# If modern anarchists fought in spain (cartoons)



## pigpen (Jun 25, 2014)

So i randomly happened upon these political cartoons, most of which are pretty good...

http://rednblacksalamander.deviantart.com/art/If-Modern-Anarchists-Fought-in-Spain-Part-6-459532584

http://rednblacksalamander.deviantart.com/art/If-Modern-Anarchists-Fought-in-Spain-Part-8-461126326

the above are two of my favorites. 

http://rednblacksalamander.deviantart.com/art/Trigger-Warning-racism-444785002

this ones pretty good too


----------



## Thrasymachus (Jul 3, 2014)

Haha, too true. Large number of the mostly white, relatively privileged North American anarchists also even often let a few also privileged Anarchist People of Color(APOC) go to their stupid gatherings and disrupt them with privilege quilting games or even beat them up!
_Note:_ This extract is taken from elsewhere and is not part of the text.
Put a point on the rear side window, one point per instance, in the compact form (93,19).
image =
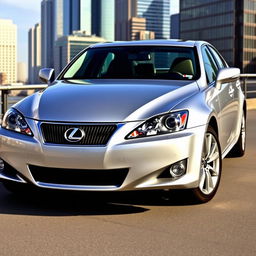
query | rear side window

Anarchism is all about pseudo posturing against the dominant society and not real posturing against it.


----------



## Matt Derrick (Jul 4, 2014)

i agree that there's a lot wrong with the anarchist movement, but i don't think they're all pseudo posturing dickwads. there's a lot of great people doing good things out there.


----------



## MFB (Jul 6, 2014)

As far as I'm concerned; opposite sides of the same evil....

But yea, chuckles!


----------